Synopsis:- Reporting its audited results for Q4 FY26 and the full financial year ended March 31, 2026, Zee Entertainment Enterprises Limited posted a sharp decline in consolidated profitability as a weak advertising environment and elevated content costs weighed on margins, even as its digital arm ZEE5 reached adjusted EBITDA breakeven for the first time.

Shares of a leading Indian media and entertainment conglomerate came under scrutiny after the company disclosed audited standalone and consolidated financial results for Q4 FY26 and the full year FY26 on May 19, 2026. The results showed significant year-on-year pressure on earnings despite a notable operational milestone on the digital front.

With a market capitalisation of Rs. 7,965.59 crore, the shares of Zee Entertainment Enterprises Limited were trading at Rs. 82.88 per share, down 5.47 percent from its previous closing price of Rs. 87.68 apiece. It is trading at a P/E of 31.07.

Full-year operating revenue came in at Rs. 8,099 crore, a 2 percent decline from Rs. 8,294 crore in FY25. The compression in the top line was driven primarily by the advertising segment, where revenue fell 10 percent year-on-year to Rs. 3,224 crore. Subscription revenues held up better, slipping just 4 percent to Rs. 4,080 crore, while the “Other Sales and Services” line grew 2 percent.

Profitability took a more severe hit. EBITDA fell 71 percent to Rs. 346 crore, though the company separates out a one-time accounting impact  a change in movie rights inventory amortisation and an additional impairment totalling Rs. 408 crore  to arrive at an Adjusted EBITDA of Rs. 755 crore, with a margin of 9.3 percent against 14.4 percent in FY25. Profit after tax from continuing operations declined 61 percent to Rs. 271 crore.

The cost side tells a clear story: total expenditure rose 9 percent to Rs. 7,753 crore on higher A&P spends (up 25 percent year-on-year to Rs. 1,425 crore) as the company invested aggressively in ZEE5 content and new product launches including KidZ and Bullet. Operating costs also rose on the back of increased content slate output  127 shows and movies including 34 originals in FY26.

The standalone quarter was weaker than the preceding quarter. Operating revenue declined 11 percent sequentially and 7 percent year-on-year to Rs. 2,025 crore. Advertising revenue was specifically called out as having faced disruption in March 2026 due to the ongoing Middle East conflict, pulling the quarter’s ad revenue down 3 percent year-on-year after what the company described as “healthy traction” in January and February.

Adjusted EBITDA for Q4 FY26 came in at Rs. 140 crore, down 51 percent year-on-year, with a margin of 6.9 percent. The quarter also absorbed the bulk of the movie rights amortisation adjustment and the impairment charge, which pushed reported EBITDA into negative territory at Rs. -269 crore. The company posted a net loss of Rs. 104 crore for Q4 FY26 compared to a profit of Rs. 188 crore in Q4 FY25.

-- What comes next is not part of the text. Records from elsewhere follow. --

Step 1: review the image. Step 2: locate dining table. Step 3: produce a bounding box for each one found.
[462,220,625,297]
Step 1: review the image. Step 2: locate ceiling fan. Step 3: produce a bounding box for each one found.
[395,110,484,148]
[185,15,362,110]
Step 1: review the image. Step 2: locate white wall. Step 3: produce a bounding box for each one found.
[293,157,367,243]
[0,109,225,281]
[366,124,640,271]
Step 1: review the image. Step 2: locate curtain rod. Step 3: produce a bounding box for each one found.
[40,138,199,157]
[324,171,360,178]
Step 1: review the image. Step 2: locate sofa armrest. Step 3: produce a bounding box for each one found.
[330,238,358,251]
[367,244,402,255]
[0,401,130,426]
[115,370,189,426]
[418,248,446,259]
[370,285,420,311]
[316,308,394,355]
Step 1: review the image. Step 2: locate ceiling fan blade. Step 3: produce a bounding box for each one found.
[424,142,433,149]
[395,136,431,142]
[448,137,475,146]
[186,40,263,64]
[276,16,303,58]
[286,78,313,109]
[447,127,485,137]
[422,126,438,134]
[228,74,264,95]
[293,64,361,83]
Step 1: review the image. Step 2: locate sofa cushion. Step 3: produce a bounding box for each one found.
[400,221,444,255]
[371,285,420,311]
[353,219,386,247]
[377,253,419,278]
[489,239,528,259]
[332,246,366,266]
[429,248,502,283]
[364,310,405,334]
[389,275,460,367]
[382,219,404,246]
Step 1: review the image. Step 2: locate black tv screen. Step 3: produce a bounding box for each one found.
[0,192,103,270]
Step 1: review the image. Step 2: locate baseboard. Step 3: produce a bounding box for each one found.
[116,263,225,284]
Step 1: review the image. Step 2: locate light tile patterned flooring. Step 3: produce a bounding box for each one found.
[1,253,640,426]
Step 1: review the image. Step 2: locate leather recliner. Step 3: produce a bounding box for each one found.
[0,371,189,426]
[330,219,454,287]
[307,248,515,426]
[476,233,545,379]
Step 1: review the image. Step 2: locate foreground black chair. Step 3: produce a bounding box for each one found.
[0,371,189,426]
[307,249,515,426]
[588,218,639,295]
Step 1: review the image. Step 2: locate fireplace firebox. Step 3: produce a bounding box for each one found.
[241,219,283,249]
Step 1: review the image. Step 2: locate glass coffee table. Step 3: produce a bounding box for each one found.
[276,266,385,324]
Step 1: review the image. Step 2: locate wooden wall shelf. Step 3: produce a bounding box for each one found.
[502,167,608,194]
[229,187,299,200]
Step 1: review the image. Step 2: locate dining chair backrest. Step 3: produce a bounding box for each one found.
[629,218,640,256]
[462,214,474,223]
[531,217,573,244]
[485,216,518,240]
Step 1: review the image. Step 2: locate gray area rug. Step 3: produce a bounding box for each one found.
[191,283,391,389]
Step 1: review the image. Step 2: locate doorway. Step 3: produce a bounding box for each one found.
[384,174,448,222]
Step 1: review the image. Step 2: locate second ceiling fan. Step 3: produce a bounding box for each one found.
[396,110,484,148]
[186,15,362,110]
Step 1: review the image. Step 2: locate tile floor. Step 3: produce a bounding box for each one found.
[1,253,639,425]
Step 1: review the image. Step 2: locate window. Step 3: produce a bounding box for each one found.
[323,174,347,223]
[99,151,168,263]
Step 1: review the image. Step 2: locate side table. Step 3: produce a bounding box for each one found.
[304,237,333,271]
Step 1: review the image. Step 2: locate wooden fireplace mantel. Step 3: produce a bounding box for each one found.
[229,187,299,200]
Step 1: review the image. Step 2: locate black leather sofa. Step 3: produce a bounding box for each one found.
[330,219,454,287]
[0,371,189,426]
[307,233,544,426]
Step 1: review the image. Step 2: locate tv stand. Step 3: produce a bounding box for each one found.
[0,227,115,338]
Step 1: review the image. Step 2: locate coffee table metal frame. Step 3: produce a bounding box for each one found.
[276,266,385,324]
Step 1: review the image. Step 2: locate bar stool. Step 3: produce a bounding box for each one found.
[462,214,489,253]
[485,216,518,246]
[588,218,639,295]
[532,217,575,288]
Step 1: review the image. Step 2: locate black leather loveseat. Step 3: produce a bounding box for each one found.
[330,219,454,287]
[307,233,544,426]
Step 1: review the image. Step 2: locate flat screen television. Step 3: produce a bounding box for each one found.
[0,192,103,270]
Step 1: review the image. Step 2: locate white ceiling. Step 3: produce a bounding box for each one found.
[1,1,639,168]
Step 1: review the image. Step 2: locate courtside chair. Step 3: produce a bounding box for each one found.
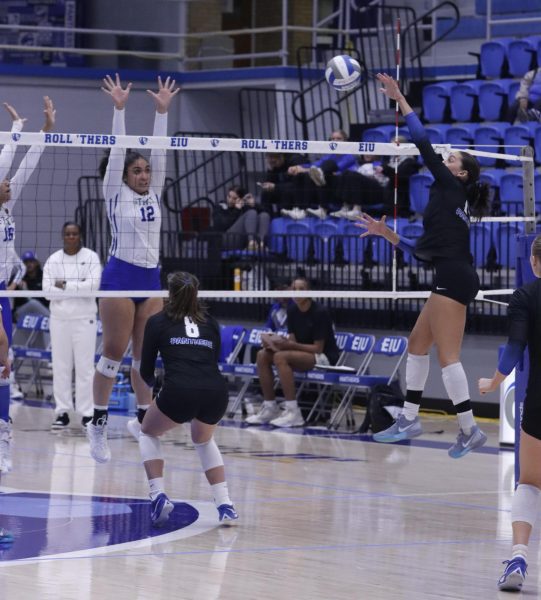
[479,38,513,78]
[449,80,483,122]
[508,36,541,77]
[478,80,515,121]
[329,334,408,430]
[422,81,456,122]
[218,325,246,375]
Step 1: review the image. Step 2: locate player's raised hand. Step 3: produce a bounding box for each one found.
[376,73,403,101]
[42,96,56,132]
[2,102,26,125]
[355,213,390,238]
[147,75,179,114]
[102,73,132,110]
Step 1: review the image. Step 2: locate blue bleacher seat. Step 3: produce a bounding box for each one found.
[424,124,452,145]
[313,221,339,262]
[362,125,397,143]
[268,217,287,254]
[480,38,513,78]
[470,222,495,268]
[478,80,515,121]
[499,172,524,214]
[474,123,509,167]
[450,80,483,122]
[496,222,525,268]
[508,36,541,77]
[341,222,366,264]
[285,222,312,261]
[533,127,541,165]
[504,122,538,164]
[422,81,456,123]
[446,123,479,147]
[409,172,434,215]
[479,168,504,203]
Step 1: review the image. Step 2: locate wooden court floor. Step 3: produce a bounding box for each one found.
[0,403,530,600]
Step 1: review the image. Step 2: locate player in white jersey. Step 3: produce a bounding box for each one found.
[87,74,178,463]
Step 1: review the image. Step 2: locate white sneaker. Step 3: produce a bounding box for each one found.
[126,418,141,441]
[87,419,111,463]
[309,165,326,187]
[245,402,281,425]
[10,384,23,400]
[345,207,362,220]
[0,419,13,473]
[330,206,349,219]
[270,406,304,428]
[306,206,327,219]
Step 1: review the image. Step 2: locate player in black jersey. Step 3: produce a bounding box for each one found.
[479,235,541,592]
[137,272,238,526]
[357,73,490,457]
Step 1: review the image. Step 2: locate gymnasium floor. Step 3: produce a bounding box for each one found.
[0,402,526,599]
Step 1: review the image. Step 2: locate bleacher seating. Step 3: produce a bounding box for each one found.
[508,36,541,77]
[422,81,456,122]
[450,80,483,121]
[480,38,513,78]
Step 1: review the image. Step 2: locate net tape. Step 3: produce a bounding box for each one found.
[0,132,533,163]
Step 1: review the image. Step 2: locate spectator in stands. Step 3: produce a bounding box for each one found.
[508,67,541,124]
[259,152,305,219]
[43,222,102,430]
[247,276,339,428]
[213,185,270,251]
[13,251,50,318]
[287,129,356,220]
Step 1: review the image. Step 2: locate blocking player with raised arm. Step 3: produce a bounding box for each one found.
[137,272,238,526]
[479,235,541,592]
[87,74,179,463]
[357,73,490,457]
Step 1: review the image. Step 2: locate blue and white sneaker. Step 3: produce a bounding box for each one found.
[150,493,174,527]
[217,504,239,523]
[372,414,422,443]
[498,557,527,591]
[448,425,487,459]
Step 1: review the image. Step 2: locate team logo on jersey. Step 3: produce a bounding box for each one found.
[138,136,149,146]
[11,133,21,142]
[329,142,338,150]
[0,490,219,564]
[211,138,220,147]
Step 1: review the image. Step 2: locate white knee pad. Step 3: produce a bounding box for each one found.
[194,438,224,472]
[131,359,141,372]
[512,484,540,527]
[96,356,121,379]
[406,354,430,391]
[139,432,163,462]
[442,362,470,405]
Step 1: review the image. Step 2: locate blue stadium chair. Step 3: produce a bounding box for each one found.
[409,172,434,215]
[504,123,538,165]
[268,217,288,254]
[446,123,479,147]
[362,125,397,143]
[285,221,312,261]
[478,80,515,121]
[397,126,412,141]
[536,173,541,201]
[397,221,424,264]
[424,124,452,145]
[508,36,541,77]
[474,123,509,167]
[534,127,541,166]
[499,172,524,215]
[508,81,521,105]
[479,168,504,203]
[470,222,495,268]
[422,81,456,123]
[313,220,339,262]
[496,222,525,268]
[449,80,483,122]
[341,222,366,264]
[480,38,513,78]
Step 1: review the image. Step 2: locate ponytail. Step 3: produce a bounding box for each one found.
[165,271,207,323]
[459,151,491,219]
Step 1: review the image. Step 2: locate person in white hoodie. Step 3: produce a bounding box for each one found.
[43,222,102,429]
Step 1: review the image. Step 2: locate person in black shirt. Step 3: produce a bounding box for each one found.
[247,277,339,428]
[478,235,541,592]
[357,73,490,457]
[137,271,238,526]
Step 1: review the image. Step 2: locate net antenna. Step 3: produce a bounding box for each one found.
[391,17,401,295]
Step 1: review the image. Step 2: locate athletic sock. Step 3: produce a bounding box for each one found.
[441,362,476,434]
[211,481,232,507]
[92,406,108,426]
[511,544,528,561]
[402,390,423,420]
[149,477,165,501]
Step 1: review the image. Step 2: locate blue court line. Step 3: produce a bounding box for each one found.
[9,534,523,564]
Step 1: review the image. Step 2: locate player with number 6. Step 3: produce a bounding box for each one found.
[88,73,179,463]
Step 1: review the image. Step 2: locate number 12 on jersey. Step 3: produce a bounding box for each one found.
[139,206,155,222]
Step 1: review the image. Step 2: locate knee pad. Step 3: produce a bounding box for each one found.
[406,354,430,391]
[139,432,163,462]
[194,438,224,472]
[512,484,540,527]
[131,359,141,372]
[96,356,121,379]
[442,362,470,405]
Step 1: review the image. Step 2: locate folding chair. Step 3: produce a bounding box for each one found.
[329,335,408,430]
[218,324,246,375]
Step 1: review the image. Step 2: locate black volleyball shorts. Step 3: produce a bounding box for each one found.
[431,258,480,306]
[155,383,228,425]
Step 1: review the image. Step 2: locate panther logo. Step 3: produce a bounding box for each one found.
[138,136,149,145]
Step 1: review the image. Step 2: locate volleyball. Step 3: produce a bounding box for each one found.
[325,55,362,91]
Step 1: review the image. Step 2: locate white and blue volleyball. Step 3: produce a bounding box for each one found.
[325,55,361,91]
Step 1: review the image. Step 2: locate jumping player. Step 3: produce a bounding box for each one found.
[137,272,238,526]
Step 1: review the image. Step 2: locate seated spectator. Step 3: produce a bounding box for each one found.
[259,152,306,219]
[13,251,50,318]
[246,277,339,428]
[508,67,541,124]
[213,185,270,251]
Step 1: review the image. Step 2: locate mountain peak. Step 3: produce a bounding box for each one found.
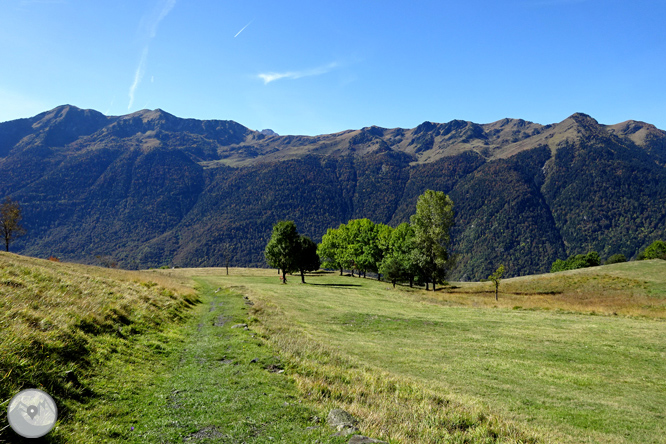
[569,112,598,125]
[124,108,175,122]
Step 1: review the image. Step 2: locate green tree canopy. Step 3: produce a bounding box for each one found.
[297,236,320,283]
[378,223,418,287]
[0,197,26,252]
[410,190,455,291]
[550,251,600,272]
[379,254,403,288]
[639,240,666,260]
[317,226,346,275]
[342,218,379,277]
[605,253,627,265]
[488,264,505,301]
[264,220,301,284]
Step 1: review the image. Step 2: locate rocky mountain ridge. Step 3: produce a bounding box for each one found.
[1,105,665,279]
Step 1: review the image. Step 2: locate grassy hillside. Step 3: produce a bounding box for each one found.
[0,254,366,443]
[169,261,666,443]
[0,252,199,442]
[437,259,666,318]
[3,254,665,442]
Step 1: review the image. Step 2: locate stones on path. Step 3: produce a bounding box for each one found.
[347,435,388,444]
[326,409,387,443]
[213,315,229,327]
[184,425,224,441]
[327,408,359,436]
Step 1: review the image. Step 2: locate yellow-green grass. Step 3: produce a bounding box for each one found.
[167,265,666,443]
[59,279,351,443]
[442,260,666,318]
[0,252,199,441]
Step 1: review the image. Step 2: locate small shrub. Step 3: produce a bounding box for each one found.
[639,240,666,260]
[550,251,600,272]
[605,254,627,265]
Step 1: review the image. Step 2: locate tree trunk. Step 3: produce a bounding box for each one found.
[226,259,229,275]
[409,277,413,288]
[495,283,499,301]
[282,272,287,284]
[432,273,436,291]
[351,269,354,277]
[425,282,429,291]
[392,280,396,288]
[300,269,305,284]
[339,267,343,276]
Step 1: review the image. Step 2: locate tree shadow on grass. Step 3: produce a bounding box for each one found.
[308,283,362,287]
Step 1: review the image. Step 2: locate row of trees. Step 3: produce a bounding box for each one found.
[318,190,455,290]
[266,190,457,290]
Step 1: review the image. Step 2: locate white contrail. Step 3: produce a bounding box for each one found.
[258,62,339,85]
[128,47,149,110]
[128,0,176,110]
[234,19,253,38]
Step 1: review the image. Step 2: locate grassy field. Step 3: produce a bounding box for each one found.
[3,254,665,443]
[164,262,666,443]
[0,252,201,442]
[0,254,354,443]
[446,260,666,318]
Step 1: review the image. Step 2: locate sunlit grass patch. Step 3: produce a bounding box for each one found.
[182,265,666,443]
[0,252,199,441]
[433,260,666,318]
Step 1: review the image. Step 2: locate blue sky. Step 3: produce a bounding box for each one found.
[1,0,665,135]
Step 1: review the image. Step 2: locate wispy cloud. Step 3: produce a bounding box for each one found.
[258,62,339,85]
[128,47,149,110]
[128,0,176,110]
[234,19,253,38]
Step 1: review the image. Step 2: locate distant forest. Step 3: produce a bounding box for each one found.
[1,106,665,280]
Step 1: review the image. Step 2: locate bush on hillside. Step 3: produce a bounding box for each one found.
[605,254,627,265]
[550,251,600,273]
[638,240,666,260]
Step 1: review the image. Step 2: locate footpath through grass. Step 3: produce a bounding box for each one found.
[173,267,666,444]
[0,255,343,443]
[99,279,345,443]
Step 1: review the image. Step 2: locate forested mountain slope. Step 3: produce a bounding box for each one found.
[1,105,665,280]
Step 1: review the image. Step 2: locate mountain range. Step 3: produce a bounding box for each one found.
[1,105,665,280]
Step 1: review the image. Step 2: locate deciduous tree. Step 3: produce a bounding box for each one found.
[488,264,505,301]
[265,221,301,284]
[410,190,455,291]
[1,197,26,252]
[297,236,320,283]
[639,240,666,260]
[318,227,346,275]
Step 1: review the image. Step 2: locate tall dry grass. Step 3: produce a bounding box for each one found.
[0,252,199,431]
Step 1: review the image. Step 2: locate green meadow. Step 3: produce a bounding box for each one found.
[2,252,666,443]
[170,262,666,443]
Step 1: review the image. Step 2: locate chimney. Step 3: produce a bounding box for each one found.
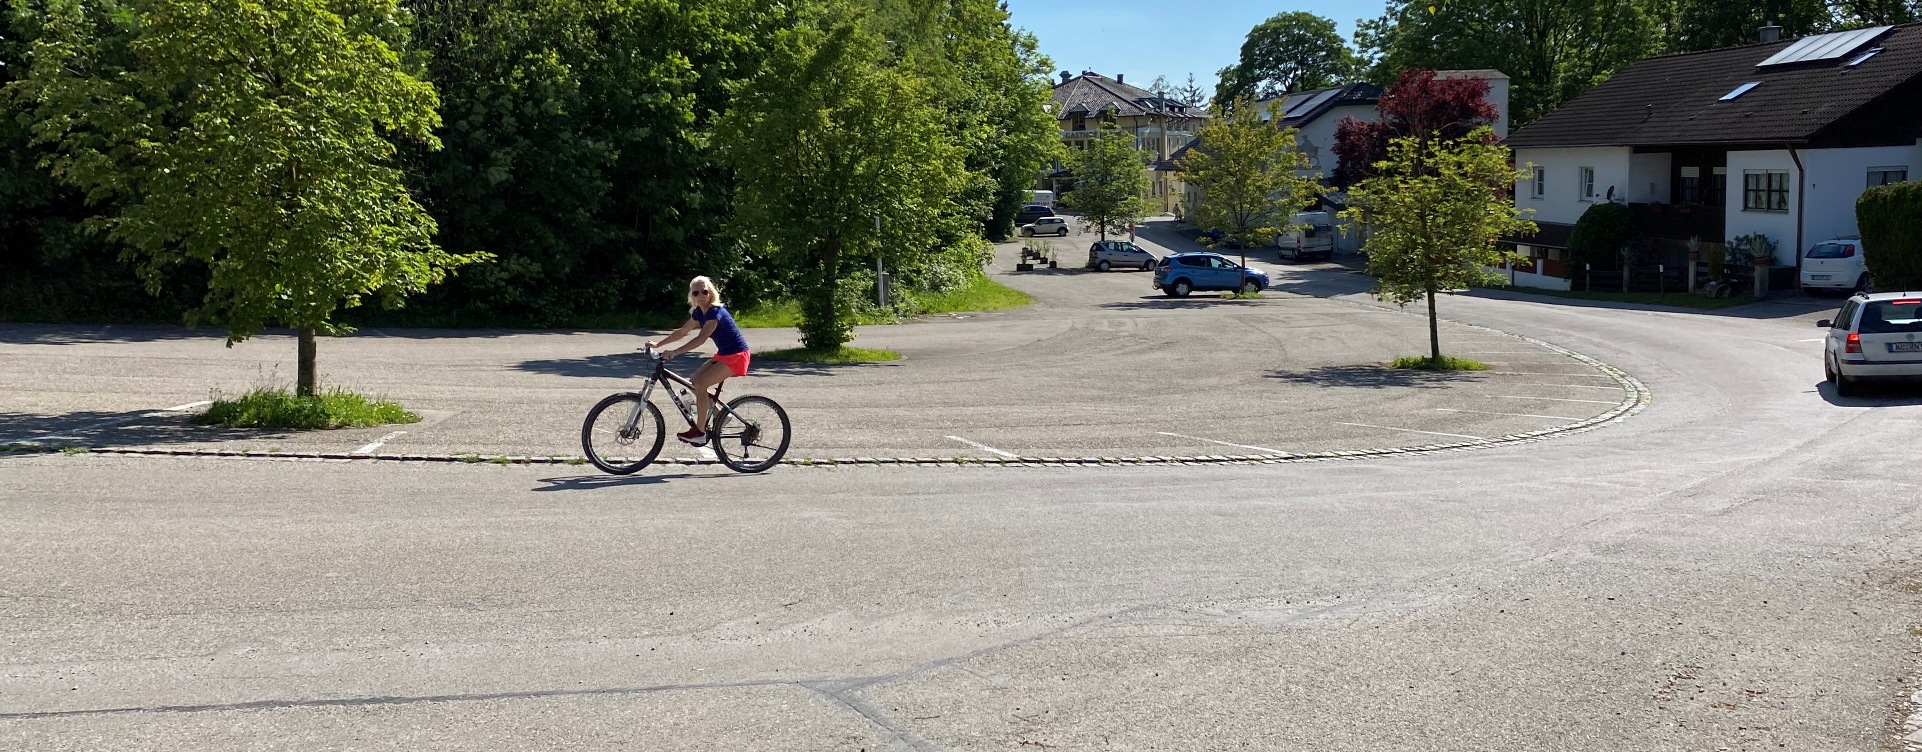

ZEE5 Reaches Adjusted EBITDA Breakeven

The more constructive development buried within the filing is ZEE5’s trajectory. The digital business reported FY26 revenue of Rs. 1,489 crore, a 53 percent jump year-on-year, driven by subscriber additions and ARPU improvement. Quarterly revenues reached a record Rs. 470 crore in Q4 FY26, up 71 percent year-on-year.

More materially, ZEE5 delivered adjusted EBITDA breakeven for the full year FY26, having bled Rs. 548 crore at the EBITDA level in FY25. The quarterly trajectory shows a clear improvement from a loss of Rs. 75 crore in Q4 FY25 to near-neutral in the most recent quarter, excluding the amortisation impact. The company released 45 shows and movies on ZEE5 in Q4 alone, including 11 originals, and expects to sustain positive unit economics through operating leverage.

The company’s balance sheet remains relatively clean. Cash and treasury investments stood at Rs. 2,760 crore as of March 2026, up from Rs. 2,406 crore a year earlier, spread across mutual funds, fixed deposits, and bank balances. Total debt is negligible, with lease liabilities accounting for the bulk of borrowings at roughly Rs. 265 crore combined.

On linear television, ZEE’s All India network viewership share rose 60 basis points year-on-year to 17.4 percent in FY26, reaching a three-year high. The company also disclosed a planned investment of up to Rs. 116 crore in Phantom Digital Effects, a play on India’s animation, visual effects, gaming, and comics segment.

Business Overview

Zee Entertainment Enterprises Limited, founded in 1982 by Subhash Chandra, operates one of India’s largest television broadcast networks across Hindi and regional language markets, alongside its streaming platform ZEE5 and Zee Studios for film production and distribution. The company is listed on both BSE and NSE.